Une année caractérisée, dit-il, par un accroissement en volume de 3% du Produit intérieur brut (PNB) par rapport à 2004. Une performance, sil en est, résultant essentiellement de la forte croissance du secteur hors pétrole (4,3%), d'autant que l'activité du secteur pétrolier a connu un recul de l'ordre de 1,3%. La forte croissance de l'activité enregistrée dans le secteur hors pétrole n'a, malheureusement pas entraîné, souligne le membre du gouvernement, une amélioration sensible de l'emploi, les emplois ainsi créés proviennent essentiellement des recrutements effectués dans le secteur public, précise Paul Toungui.

REDUIRE LE DEFICIT• Globalement, la gestion des finances publiques a été conforme aux objectifs du programme stand-by arrêté avec e FMI, selon le ministre d'Etat au Finances confirmé en cela par l'appréciation positive du Fonds monétaire international. C'est appréciation positive de l'institution financière a été l'une des raisons l'ayant amené signé avec le Gabon l'accord triennal en mai dernier.
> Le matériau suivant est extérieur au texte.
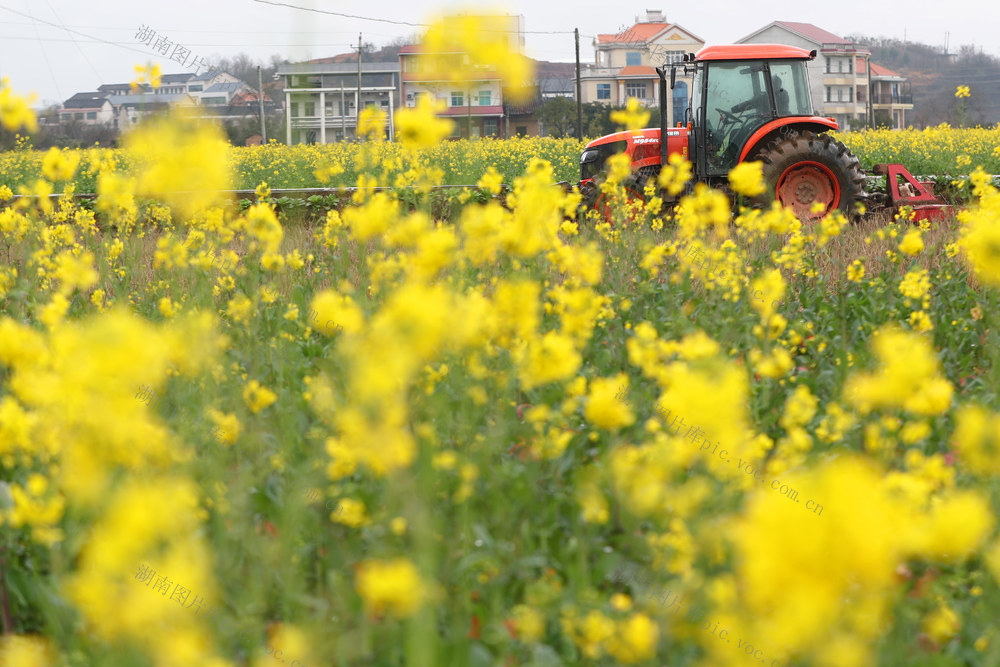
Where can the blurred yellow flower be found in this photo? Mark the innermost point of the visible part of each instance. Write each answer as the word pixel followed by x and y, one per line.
pixel 856 271
pixel 258 397
pixel 912 244
pixel 603 409
pixel 390 586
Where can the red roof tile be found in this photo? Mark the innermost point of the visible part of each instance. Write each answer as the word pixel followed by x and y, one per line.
pixel 640 32
pixel 814 33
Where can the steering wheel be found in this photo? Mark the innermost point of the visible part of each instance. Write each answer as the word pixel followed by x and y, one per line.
pixel 731 117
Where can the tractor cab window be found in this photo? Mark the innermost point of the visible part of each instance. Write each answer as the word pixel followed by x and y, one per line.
pixel 737 103
pixel 791 88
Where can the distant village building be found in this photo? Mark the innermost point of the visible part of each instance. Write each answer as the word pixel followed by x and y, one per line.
pixel 625 62
pixel 839 80
pixel 322 98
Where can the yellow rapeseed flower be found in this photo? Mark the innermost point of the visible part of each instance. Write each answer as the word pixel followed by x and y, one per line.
pixel 182 161
pixel 912 244
pixel 856 271
pixel 258 397
pixel 15 111
pixel 390 586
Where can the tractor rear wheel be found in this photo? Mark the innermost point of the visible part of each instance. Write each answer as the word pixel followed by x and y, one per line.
pixel 803 169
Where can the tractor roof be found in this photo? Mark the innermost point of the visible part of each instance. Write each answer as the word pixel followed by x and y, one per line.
pixel 753 52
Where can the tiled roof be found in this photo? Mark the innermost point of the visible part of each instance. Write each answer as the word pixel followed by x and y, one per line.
pixel 224 87
pixel 813 33
pixel 94 100
pixel 637 70
pixel 640 32
pixel 147 99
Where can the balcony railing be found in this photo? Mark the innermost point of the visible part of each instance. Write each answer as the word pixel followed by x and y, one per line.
pixel 888 98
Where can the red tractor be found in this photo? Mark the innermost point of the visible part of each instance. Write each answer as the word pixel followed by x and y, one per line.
pixel 749 102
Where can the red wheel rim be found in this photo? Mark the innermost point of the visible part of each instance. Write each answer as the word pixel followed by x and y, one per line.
pixel 603 206
pixel 805 183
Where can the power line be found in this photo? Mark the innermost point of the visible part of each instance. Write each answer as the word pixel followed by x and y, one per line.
pixel 77 32
pixel 57 39
pixel 78 47
pixel 415 25
pixel 227 32
pixel 45 54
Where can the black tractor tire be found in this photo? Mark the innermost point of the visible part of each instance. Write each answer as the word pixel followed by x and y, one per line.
pixel 802 167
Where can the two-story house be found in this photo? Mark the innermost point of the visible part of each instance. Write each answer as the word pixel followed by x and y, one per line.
pixel 88 109
pixel 322 97
pixel 624 65
pixel 839 86
pixel 475 104
pixel 891 97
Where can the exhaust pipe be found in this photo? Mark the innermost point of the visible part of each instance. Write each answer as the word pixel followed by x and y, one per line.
pixel 663 116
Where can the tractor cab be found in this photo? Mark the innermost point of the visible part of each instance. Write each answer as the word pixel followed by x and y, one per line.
pixel 738 90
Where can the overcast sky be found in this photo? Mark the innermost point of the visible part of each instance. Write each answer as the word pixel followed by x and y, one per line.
pixel 39 52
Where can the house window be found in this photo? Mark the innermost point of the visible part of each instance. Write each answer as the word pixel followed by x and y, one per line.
pixel 672 57
pixel 635 89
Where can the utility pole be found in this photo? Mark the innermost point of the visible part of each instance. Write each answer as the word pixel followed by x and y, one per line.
pixel 579 101
pixel 343 113
pixel 260 97
pixel 357 107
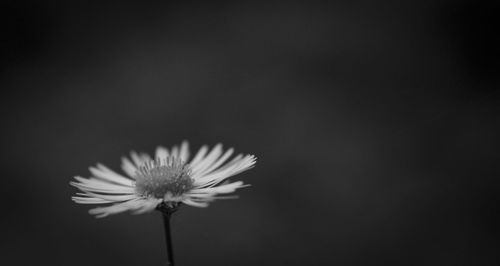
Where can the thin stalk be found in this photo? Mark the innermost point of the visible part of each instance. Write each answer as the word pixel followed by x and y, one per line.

Pour ce qui est maintenant du projet de loi portant code des investissements agricole en République gabonaise, le ministre d'État Faustin Boukoubi a fait devant les députés un exposé dont on retiendra pour essentielle que celui-ci vise à faire de l'agriculture, un secteur moteur de croissance à travers l'amélioration, le relancer et la diversification du secteur agricole.

Pour le ministre d'Etat Boukoubi, l'augmentation de la production agricole nationale en produit de consommation courante devient une . condition nécessaire pour assurer la sécurité et la souveraineté alimentaire. Et au regard de l'accroissement démographique et l'urbanisation galopante. En plus, le ministre d'Etat envisage une meilleure prise en compte de l'environnement du commerce international et de son évolution pour optimiser les possibilités d'accès aux marchés extérieurs.

L'agriculture constituant la principale activité économique en zone rural, Faustin Boukoubi veut mettre en oeuvre un certain nombre de stratégies et de politiques en vue du développement du secteur à savoir la création d'un environnement attractif et incitatif pour encourager l'investissement privé national et étranger, la sécurisation des opérations commerciales, l'appui à la promotion d'exploitations agricoles familiales pour leur passage de systèmes extensifs des production en systèmes intensifiés, diversifiés, durables et respectueux des ressources naturelles, etc.

En tout cas pour le membre du gouvernement, le projet de code des investissements repose sur des principes directs: sécurité des investissements, octroi d'incitations diverses de soutien à l'investissement, discrimination positive en faveur des investissements nationaux en matière d'aide.